Note: this article has info on how to enable software rendering which might fix crashes on some fixes. Although, the article also mentions that Compose for Desktop will automatically fall back to software rendering when Skiko is not able to create a hardware-accelerated context. But who knows, maybe on some systems that check causes a crash already, so enabling software rendering manually might help and even help diagnosing causes of problems.
As pointed out by @akwizgran in case of problems to run on ARM, it might prove useful to check which version of libc is in use on that system. In the past there were problems with getting ARM-32 binaries to work. Some issues involved floating point abi stuff, which hopefully is no longer an issue on ARM-64.

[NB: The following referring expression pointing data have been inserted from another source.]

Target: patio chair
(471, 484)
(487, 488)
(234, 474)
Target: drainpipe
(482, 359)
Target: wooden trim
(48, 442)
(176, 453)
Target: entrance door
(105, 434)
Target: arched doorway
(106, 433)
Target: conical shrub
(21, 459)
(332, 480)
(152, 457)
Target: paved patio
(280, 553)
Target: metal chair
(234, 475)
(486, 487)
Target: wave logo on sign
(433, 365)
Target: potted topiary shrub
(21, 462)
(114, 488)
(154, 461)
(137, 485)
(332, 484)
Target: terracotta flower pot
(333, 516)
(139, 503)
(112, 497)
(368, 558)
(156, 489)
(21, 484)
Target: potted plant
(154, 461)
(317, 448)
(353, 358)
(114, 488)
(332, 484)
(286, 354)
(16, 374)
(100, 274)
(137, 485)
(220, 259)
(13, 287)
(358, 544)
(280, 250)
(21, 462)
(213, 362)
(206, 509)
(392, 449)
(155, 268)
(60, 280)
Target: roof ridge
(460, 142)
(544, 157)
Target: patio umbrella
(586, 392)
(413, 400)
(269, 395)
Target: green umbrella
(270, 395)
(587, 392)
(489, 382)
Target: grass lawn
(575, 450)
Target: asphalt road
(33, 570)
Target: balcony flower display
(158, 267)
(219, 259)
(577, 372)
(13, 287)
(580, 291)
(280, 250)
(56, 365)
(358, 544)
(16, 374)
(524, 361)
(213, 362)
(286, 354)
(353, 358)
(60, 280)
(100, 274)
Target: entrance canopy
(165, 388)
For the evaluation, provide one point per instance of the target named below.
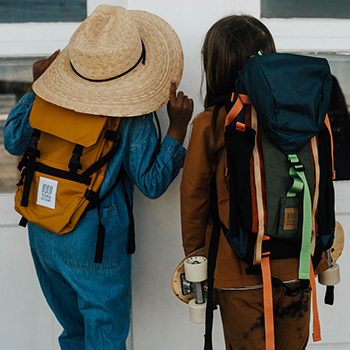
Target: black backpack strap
(29, 159)
(213, 252)
(74, 163)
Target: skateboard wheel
(331, 276)
(197, 311)
(196, 268)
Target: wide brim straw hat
(118, 63)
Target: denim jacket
(137, 144)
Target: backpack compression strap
(296, 171)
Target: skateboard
(188, 284)
(331, 276)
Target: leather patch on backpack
(290, 219)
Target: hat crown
(106, 44)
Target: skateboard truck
(331, 277)
(188, 284)
(193, 287)
(195, 275)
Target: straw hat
(118, 63)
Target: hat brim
(143, 90)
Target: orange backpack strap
(241, 100)
(316, 334)
(268, 300)
(328, 124)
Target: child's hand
(180, 109)
(39, 67)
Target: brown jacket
(204, 161)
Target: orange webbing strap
(328, 124)
(237, 107)
(316, 334)
(259, 196)
(268, 300)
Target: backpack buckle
(298, 166)
(74, 163)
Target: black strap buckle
(297, 166)
(74, 163)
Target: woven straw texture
(107, 44)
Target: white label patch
(47, 193)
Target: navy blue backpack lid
(290, 94)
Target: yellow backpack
(63, 166)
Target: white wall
(160, 321)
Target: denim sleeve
(17, 130)
(142, 143)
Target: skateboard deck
(179, 276)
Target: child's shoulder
(205, 118)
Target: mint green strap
(297, 173)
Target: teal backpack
(280, 168)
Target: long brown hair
(227, 45)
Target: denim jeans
(91, 301)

Also keep in mind that some systems don't even feature the "default" libc library but some other standard library. One example is PostmarketOS which I documented (alongside a loooot of other ARM systems) in briar#1854 (closed):
I have a Raspberry Pie 4 Model B which has an ARM64 processor and now that I've also ordered an SD card and HDMI adapter, I was actually able to try it. I installed Raspbian which apparently is a Debian-based OS optimized for the Raspberry Pie. It has a desktop environment based on LXDE. I was able to run the nightly build on it without major issues. I get this error message about libnotify having some problem (I'll post the exact message later), but the app starts and runs smoothly. Notifications do not work and are not detected to be not working (which might be the thing that we could ideally detect). I think it's not much our fault though. After installing x11-utils, I have notify-send which also doesn't work. It fails silently, much like our app. I think there's just nothing installed on that system that shows the notifications that are being sent to libnotify.